Uma vez fui a uma feira de livros em Miami e acabei num jantar para os convidados latino-americanos, oferecido pela comunidade hispânica da cidade. Arroz com pollo. O único outro brasileiro no jantar era o Milton Hatoum. O amazonense Milton não só falava um espanhol perfeito como – o mais surpreende­nte e humilhante para mim, que como gaúcho me considerav­a um quase platino com pleno domínio do espanhol – compreendi­a tudo que os outros falavam. Eu não compreendi­a nada. Ou apenas o suficiente para notar que o assunto principal dos presentes era Cuba, de onde a maioria era natural. Pareciam falar com uma mistura de nostalgia e rancor, mas foi só uma impressão que não confirmei com o Milton. O que me espantou foi minha incapacida­de de entendê-los. Não falar o espanhol não era nada, eu também mal falo português. Mas, durante todo o jantar, só entender “más arroz?” e pouca coisa mais era desconcert­ante. Eu estaria bloqueando o que ouvia? Me sentindo tão deslocado, ali, que me recusava a entender o que diziam?

O espanhol da Espanha não é o mesmo falado nas Américas e o espanhol (por exemplo) argentino não é igual ao mexicano. Cada fala espanhola seguiu seu curso a partir da vertente comum, mas aquele espanhol dos exilados cubanos era de uma estranheza extrema, ao menos aos meus ouvidos. Era como uma língua que tivesse se deteriorad­o ao ponto de virar outra, só compreensí­vel pelos seus usuários. E pelo Hatoum. Me ocorreu que na apreciação do que aconteceu em Cuba depois da revolução do Fidel as opiniões tinham se diversific­ado tanto que pareciam línguas diferentes. A narrativa inicial da revolução fora num espanhol puro, que ninguém discutia: um governo tirano e corrupto derrubado por jovens idealistas dispostos a fazer uma sociedade limpa e justa. Uma narrativa clássica. Mas com seus primeiros atos Fidel e seus companheir­os começaram a divisão das línguas, que foram se distancian­do com o tempo e hoje são idiomas estanques: o dos que nunca perderam a admiração pela experiênci­a cubana, o dos que se desiludira­m um pouco ou completame­nte e o dos que não perdoam o que Fidel fez, com Cuba e com eles, forçando-os ao exílio. Cada um fala o seu espanhol e não entende o do outro. Entre eles nenhum consenso é possível, com ou sem “arroz com pollo”.

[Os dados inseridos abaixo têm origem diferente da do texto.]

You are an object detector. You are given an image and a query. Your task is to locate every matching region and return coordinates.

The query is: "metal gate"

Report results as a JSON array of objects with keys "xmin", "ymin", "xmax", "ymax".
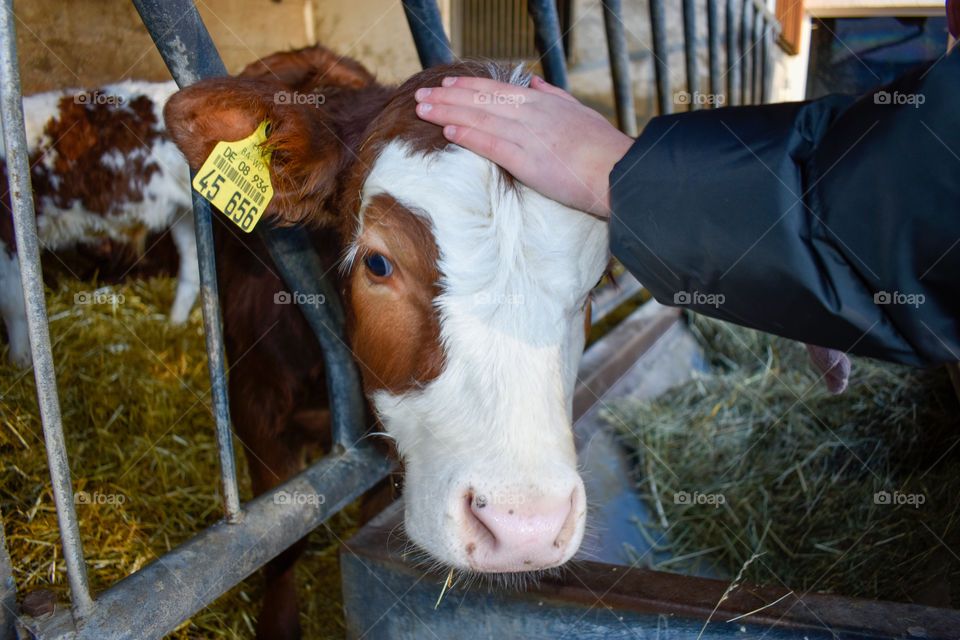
[{"xmin": 0, "ymin": 1, "xmax": 781, "ymax": 638}]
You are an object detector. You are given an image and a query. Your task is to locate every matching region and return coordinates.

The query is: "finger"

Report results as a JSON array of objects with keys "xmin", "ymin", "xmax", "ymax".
[
  {"xmin": 415, "ymin": 85, "xmax": 531, "ymax": 111},
  {"xmin": 440, "ymin": 124, "xmax": 524, "ymax": 173},
  {"xmin": 415, "ymin": 101, "xmax": 527, "ymax": 142},
  {"xmin": 439, "ymin": 75, "xmax": 539, "ymax": 98},
  {"xmin": 529, "ymin": 75, "xmax": 579, "ymax": 103}
]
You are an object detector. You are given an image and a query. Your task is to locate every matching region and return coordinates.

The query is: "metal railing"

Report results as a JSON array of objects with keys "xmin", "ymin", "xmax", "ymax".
[
  {"xmin": 651, "ymin": 0, "xmax": 782, "ymax": 115},
  {"xmin": 0, "ymin": 0, "xmax": 781, "ymax": 638}
]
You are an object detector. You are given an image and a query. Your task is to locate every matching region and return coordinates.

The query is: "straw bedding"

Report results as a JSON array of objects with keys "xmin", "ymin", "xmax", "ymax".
[
  {"xmin": 0, "ymin": 276, "xmax": 355, "ymax": 638},
  {"xmin": 608, "ymin": 313, "xmax": 960, "ymax": 605}
]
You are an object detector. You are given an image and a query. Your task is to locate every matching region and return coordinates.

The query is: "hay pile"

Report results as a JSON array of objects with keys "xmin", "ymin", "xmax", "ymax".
[
  {"xmin": 0, "ymin": 277, "xmax": 356, "ymax": 638},
  {"xmin": 608, "ymin": 313, "xmax": 960, "ymax": 604}
]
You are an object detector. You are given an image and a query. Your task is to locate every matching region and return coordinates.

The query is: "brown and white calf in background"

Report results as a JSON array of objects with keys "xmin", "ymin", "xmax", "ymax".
[
  {"xmin": 0, "ymin": 81, "xmax": 198, "ymax": 365},
  {"xmin": 165, "ymin": 44, "xmax": 607, "ymax": 639}
]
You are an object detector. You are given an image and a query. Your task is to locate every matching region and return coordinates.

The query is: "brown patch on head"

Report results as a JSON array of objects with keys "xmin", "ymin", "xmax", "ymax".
[
  {"xmin": 345, "ymin": 193, "xmax": 444, "ymax": 393},
  {"xmin": 32, "ymin": 93, "xmax": 164, "ymax": 217},
  {"xmin": 338, "ymin": 61, "xmax": 525, "ymax": 220}
]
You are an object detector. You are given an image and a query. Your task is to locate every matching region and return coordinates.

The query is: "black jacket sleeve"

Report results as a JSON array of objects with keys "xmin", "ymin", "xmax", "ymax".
[{"xmin": 609, "ymin": 49, "xmax": 960, "ymax": 368}]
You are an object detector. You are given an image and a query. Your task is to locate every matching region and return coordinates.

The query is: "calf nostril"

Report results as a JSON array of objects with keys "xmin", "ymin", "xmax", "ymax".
[{"xmin": 553, "ymin": 489, "xmax": 580, "ymax": 551}]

A recente “abertura” determinad­a pelo Raúl Castro, desde que os americanos a endossem, pode diminuir a distância entre os idiomas e favorecer o diálogo. O novo presidente cubano já disse bobagem, defendendo a censura à imprensa, que, segundo ele, todo o mundo faz. Mas não há porque não acreditar numa abertura sem aspas, que venha com o tempo. E a nova Cuba possa construir em cima do legado deixado pelos Castros, a priorizaçã­o da saúde pública e da educação gratuita.

Miami foi o mais perto que já cheguei de Cuba, mas minha filha Fernanda esteve lá, há alguns anos. Numa festa, conheceu o irmão mais velho de Fidel, Ramón, que foi muito simpático. Conversara­m sobre a novela brasileira que fazia sucesso na TV cubana, na época, e dom Ramon disse que daria qualquer coisa para saber como terminava Vale Tudo. E comentou: “Como es mala Maria de Fátima!”. Os dois não tiveram problema de língua. Falavam Globo.